Entrepreneurial activity can be carried out by citizens registered as individual entrepreneurs (IP).

State registration of an individual entrepreneur is an act of an authorized federal executive body (MNS of the Russian Federation), carried out by entering into the Unified State Register of Individual Entrepreneurs information on the acquisition by an individual of the status of an individual entrepreneur or on the termination of entrepreneurial activity, as well as other information about an individual entrepreneur.

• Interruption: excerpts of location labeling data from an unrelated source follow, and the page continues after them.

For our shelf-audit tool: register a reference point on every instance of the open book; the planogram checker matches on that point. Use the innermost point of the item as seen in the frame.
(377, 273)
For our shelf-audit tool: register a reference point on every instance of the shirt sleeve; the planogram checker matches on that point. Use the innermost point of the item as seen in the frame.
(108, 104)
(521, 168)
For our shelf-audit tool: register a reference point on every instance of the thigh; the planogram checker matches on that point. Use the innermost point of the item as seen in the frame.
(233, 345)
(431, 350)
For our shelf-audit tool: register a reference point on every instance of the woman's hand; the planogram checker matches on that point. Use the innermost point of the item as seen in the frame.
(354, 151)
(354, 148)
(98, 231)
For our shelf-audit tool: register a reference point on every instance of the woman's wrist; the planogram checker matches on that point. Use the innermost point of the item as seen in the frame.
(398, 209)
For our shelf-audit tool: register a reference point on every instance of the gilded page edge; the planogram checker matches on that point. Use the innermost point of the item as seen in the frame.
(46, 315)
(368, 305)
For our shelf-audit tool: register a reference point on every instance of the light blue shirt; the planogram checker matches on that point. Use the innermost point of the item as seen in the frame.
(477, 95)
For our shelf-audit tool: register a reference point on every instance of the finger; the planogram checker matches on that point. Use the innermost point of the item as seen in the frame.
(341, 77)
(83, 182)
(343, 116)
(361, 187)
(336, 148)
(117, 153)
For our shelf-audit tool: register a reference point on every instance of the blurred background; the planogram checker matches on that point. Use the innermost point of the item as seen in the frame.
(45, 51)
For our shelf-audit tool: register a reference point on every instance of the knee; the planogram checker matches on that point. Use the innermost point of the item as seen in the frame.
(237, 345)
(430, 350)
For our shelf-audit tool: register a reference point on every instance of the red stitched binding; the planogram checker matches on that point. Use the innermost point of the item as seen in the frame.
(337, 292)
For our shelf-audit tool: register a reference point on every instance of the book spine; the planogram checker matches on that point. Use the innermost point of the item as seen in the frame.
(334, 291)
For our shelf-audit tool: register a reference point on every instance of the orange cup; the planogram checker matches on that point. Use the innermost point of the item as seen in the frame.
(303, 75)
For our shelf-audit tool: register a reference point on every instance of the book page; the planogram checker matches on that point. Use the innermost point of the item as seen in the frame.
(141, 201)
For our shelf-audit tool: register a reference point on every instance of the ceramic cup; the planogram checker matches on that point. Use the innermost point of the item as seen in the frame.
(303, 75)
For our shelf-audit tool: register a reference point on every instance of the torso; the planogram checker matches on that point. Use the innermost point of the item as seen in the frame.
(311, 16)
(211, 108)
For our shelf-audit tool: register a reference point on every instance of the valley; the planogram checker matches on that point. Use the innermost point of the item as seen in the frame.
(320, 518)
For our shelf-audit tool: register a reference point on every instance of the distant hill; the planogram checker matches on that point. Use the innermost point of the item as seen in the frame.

State registration is carried out by the registering body (Ministry of Taxes of the Russian Federation) at the place of residence of a citizen on the basis of his application and the documents listed below, and is carried out in the manner and within the time limits in force for legal entities. The registering authority, within a period of not more than 5 working days from the moment of state registration, also submits to state off-budget funds(PF RF, FSS RF, MHIF RF) information contained in the Register for registration of an individual entrepreneur as an insurer in each of these funds.

Information about the place of residence is provided by the registration authority only upon request submitted by a person who has presented an identity document (an individual entrepreneur has the right to request from this authority information about persons who have received information about his place of residence).

legal entity recognized as an organization that:

  • has separate property (in ownership, economic management, operational management);
  • is liable with this property for its obligations;
  • may, on its own behalf, acquire property and personal non-property rights, bear obligations;
  • can be a plaintiff and a defendant in court, arbitration, arbitration courts.
A legal entity must have an independent balance sheet or estimate. Forms of Legal Entities: Commercial Organizations and Non-Profit Organizations.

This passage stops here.